# empty /dev/sound no /dev/dsp  What's going on?

## duff

I've been struggling with this Gentoo installation for about 4 days, and it's all because of my ALC 201 sound chip.  But I've found a kernel patch for and I'm not getting any erros so far.  But I'm missing alot from my /dev directory.  No dsp, no audio, no mixer, and the /dev/sound it empty.  I've tried MAKEDEV, but all that did was generate a bunch of 'mv' errors.  Does this have anything to do with running devfs?

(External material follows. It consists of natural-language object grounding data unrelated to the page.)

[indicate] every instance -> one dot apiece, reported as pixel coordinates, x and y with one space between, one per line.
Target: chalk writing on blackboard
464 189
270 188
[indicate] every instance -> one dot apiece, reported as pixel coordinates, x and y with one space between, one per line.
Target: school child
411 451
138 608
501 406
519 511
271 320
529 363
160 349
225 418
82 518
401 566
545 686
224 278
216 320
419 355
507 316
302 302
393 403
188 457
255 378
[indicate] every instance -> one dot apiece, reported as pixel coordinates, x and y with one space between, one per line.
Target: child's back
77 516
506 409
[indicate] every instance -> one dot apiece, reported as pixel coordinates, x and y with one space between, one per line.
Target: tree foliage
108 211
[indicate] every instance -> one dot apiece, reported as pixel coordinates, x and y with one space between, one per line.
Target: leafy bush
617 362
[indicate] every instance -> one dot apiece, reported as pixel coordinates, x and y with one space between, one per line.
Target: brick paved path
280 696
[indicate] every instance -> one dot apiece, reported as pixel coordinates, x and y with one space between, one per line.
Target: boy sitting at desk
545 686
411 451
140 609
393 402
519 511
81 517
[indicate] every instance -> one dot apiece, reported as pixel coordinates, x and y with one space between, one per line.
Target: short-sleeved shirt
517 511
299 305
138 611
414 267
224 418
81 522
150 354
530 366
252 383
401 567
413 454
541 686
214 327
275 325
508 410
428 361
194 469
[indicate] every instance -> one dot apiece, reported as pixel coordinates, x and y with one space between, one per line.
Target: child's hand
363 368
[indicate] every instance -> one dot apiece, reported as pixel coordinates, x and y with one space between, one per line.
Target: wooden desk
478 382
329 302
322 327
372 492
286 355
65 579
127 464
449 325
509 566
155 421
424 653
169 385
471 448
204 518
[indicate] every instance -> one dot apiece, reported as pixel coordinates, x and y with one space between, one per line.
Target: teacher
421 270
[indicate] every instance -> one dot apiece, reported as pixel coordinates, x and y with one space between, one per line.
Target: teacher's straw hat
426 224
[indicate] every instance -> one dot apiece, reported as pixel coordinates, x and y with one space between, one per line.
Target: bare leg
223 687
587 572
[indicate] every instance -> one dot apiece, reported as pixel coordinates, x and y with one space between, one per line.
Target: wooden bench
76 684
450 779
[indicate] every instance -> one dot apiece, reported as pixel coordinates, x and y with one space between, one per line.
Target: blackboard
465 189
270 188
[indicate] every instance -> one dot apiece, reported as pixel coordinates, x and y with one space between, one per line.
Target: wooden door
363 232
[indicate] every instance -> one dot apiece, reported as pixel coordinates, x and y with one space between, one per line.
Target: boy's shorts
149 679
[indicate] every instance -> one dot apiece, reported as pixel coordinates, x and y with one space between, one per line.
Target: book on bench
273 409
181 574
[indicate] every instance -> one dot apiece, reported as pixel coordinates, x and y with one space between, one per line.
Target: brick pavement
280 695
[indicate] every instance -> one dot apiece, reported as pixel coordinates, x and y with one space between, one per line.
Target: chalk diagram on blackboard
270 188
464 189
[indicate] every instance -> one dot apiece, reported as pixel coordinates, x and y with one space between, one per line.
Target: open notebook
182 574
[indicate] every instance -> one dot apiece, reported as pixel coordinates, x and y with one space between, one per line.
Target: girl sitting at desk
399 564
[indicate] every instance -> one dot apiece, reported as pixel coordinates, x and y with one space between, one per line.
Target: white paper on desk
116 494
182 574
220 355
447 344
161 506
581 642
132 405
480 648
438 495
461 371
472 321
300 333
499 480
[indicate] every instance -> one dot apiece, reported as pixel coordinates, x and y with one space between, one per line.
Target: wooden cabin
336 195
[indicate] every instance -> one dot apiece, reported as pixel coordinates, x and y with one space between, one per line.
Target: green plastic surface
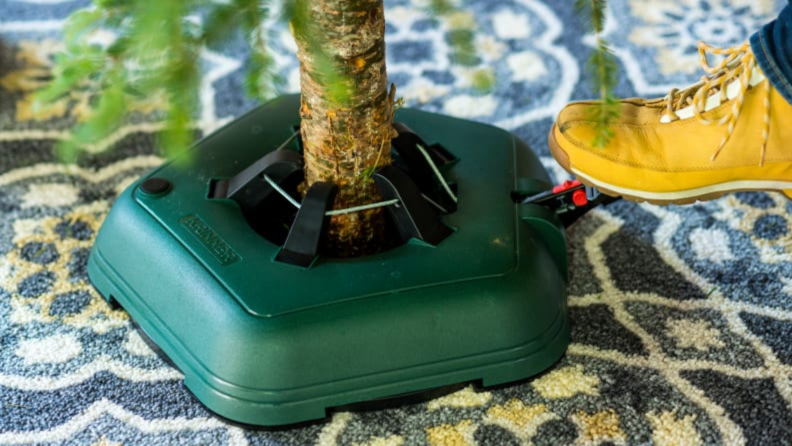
266 343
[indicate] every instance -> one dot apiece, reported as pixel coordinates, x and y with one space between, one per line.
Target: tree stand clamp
218 260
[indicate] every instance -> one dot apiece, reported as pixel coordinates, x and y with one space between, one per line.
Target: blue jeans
772 46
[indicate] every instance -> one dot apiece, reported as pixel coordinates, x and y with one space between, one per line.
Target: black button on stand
155 186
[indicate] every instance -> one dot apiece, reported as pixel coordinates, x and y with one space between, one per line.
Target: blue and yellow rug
682 316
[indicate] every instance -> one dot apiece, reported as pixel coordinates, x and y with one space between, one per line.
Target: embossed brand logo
210 239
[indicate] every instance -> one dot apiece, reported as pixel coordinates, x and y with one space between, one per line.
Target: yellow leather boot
729 132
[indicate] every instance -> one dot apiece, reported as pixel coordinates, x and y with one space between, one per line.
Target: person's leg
772 46
729 132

Someone please help!

Also, in the /dev directory, there's quite a few files with a date stamp of Decemeber 31, 1969?  What's going on here?

----------

## duff

Well, compiling the OSS sound module and modprobe'ing sound brought them back...but I'm not using any modules under the OSS heading?  Does this make sense.  

Trying to access /dev/audio or /dev/dspW gives me "No such devices or address".

Any ideas....anyone?

----------

## DanielArnold

 *duff wrote:*   

>  I've tried MAKEDEV, but all that did was generate a bunch of 'mv' errors.

 

Same thing at my system (using es1371 sound driver)

MAKEDEV keeps complaining about permissions.

----------

## rac

If you are using devfs, you don't need MAKEDEV, and it will indeed complain about permissions.  /dev belongs to devfsd, and if you want it to put things in there, /etc/devfsd.conf is the place to tell it so.

----------